With half of the club recently released from Stockton State Penitentiary, and the Galindo drug cartel bringing down head at every turn, the MC already has its hands full. Yet Jax Teller, the VP of SAMCRO, has another problem to deal with.
He's just learned that his Irish half-sister, Trinity, has been in the United States for months, entangled with Russian Bratva gangsters. Now that she's abruptly gone missing, he's sure the brewing mafia war is connected to her disappearance.
Jax heads to Nevada with Chibs and Opie to search for her and seek revenge. Trinity may be half-Irish, but she's also half-Teller, and where Tellers go, trouble follows.
As a fan of the Sons of Anarchy television show, I was a bit worreid that a tie-in novel may go the same way as quite a few other tie-in novels.
Some end up a bit hit and miss with the writers not really getting the hand of the characters or the themes of the show that the stories would be based on. Others seem to fit hand in hand with the show and even add to the mythology as well.

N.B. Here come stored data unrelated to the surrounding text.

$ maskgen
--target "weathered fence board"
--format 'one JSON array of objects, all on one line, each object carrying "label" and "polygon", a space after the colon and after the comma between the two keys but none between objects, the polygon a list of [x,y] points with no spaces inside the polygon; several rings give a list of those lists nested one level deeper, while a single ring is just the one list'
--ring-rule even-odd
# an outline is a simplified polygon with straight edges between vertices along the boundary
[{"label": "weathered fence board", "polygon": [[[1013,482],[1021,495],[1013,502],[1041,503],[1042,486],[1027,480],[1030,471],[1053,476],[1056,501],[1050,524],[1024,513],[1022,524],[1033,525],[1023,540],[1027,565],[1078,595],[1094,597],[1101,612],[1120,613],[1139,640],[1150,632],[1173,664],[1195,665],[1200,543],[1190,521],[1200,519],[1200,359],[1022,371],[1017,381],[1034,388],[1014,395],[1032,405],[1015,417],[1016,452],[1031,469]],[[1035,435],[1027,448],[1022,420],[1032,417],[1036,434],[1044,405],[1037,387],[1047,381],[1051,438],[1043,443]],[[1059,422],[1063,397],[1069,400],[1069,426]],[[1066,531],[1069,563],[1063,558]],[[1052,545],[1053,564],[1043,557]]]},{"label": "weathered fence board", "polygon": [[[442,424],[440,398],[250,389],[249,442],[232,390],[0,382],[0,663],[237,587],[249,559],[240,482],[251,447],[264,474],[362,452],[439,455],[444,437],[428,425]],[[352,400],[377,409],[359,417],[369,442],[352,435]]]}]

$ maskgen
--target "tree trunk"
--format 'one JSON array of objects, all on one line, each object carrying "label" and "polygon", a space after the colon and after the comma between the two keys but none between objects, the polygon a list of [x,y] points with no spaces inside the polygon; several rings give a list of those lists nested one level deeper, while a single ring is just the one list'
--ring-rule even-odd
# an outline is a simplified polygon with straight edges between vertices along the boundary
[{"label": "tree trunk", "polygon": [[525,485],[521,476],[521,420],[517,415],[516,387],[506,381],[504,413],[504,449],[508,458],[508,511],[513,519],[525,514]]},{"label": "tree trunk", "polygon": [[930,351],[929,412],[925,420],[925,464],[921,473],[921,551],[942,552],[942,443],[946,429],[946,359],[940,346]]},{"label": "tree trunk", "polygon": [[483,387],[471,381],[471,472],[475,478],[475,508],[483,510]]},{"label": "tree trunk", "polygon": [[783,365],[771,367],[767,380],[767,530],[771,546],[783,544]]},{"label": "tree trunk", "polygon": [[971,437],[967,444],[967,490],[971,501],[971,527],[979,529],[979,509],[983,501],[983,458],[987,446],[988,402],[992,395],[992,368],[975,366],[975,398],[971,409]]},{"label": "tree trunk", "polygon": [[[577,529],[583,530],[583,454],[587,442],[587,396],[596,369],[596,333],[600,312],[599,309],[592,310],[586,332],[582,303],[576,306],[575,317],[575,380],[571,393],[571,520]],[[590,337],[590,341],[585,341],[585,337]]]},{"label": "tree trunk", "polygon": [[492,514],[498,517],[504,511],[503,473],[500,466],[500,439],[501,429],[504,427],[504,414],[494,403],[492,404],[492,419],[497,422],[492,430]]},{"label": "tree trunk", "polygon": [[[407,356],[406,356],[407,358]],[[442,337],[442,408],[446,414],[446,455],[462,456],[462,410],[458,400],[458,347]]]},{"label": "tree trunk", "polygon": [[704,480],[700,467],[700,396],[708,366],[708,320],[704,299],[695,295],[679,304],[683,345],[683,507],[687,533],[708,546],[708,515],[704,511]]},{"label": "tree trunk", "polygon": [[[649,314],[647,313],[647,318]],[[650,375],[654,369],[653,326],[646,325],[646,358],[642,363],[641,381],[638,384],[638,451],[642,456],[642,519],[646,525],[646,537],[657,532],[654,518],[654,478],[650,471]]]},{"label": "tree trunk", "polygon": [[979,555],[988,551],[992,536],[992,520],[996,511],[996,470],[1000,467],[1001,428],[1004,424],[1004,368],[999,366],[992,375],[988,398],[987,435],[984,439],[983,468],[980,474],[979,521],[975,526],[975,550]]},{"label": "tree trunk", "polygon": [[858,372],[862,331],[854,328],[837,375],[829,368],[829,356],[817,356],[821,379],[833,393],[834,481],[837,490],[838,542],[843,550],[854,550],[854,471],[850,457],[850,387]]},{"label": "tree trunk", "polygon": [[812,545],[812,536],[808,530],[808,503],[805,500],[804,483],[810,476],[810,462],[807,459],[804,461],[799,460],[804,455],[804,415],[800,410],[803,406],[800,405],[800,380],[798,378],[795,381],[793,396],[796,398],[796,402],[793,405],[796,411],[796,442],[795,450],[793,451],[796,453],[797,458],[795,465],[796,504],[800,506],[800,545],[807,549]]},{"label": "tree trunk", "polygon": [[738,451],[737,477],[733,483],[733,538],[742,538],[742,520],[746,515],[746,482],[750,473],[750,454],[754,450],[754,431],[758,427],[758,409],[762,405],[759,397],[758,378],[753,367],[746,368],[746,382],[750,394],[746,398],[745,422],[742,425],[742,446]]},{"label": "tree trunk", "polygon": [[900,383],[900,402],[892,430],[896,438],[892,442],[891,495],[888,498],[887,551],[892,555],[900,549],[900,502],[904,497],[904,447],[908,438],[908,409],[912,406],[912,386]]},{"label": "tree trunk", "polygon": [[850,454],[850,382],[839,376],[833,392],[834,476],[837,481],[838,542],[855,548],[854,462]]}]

Sons of Anarchy: Bratva is the sort of tie-in novel that assumes that you are already a fan of the show itself and really puts it's foot to the floor in order to get proceedings underway and for the most part it works. I was a bit puzzled that a writer such as Christopher Golden, best known for his science fiction and fantasy novels, was chosen to pen a story set in the world brought to life by people such as Kurt Sutter yet he does a really good job of really tapping in to the themes that made the cult show so popular.
There are moments where if you haven't seen up to season four or even seen the series at all then you will be a bit lost but that said, this is the sort of novel that is penned for the already existing fans and in that way, it does it's job very well.
The characters that we know and love to hate are here as well as new additions to the Sons of Anarchy world and that's where Golden really lets fly with his writing. The new characters really sit hand in hand with the already exisiting ones in such a way that they wouldn't have been out of place in the show.
Story wise, it's paced very well and there are some brilliant twists and turns. There are some moments that really feel like they have come from the screen and you can envision the characters easily, which is one thing that raises it above some of the other tie-in novels I have read recently.
The one thing that I was disappointed about is the simple fact that there were a couple of minor loose ends left and there were a couple of moments where the things that were happening just didn't seem to go anywhere but they were minor and didn't take away from my enjoyment of the novel itself.
All in all, while it doesn't stand up as a stand alone novel, if you are a fan of Sons of Anarchy then Bratva is a book that really will impress you and be enjoyed but if you're not a fan of the show then maybe give it a miss.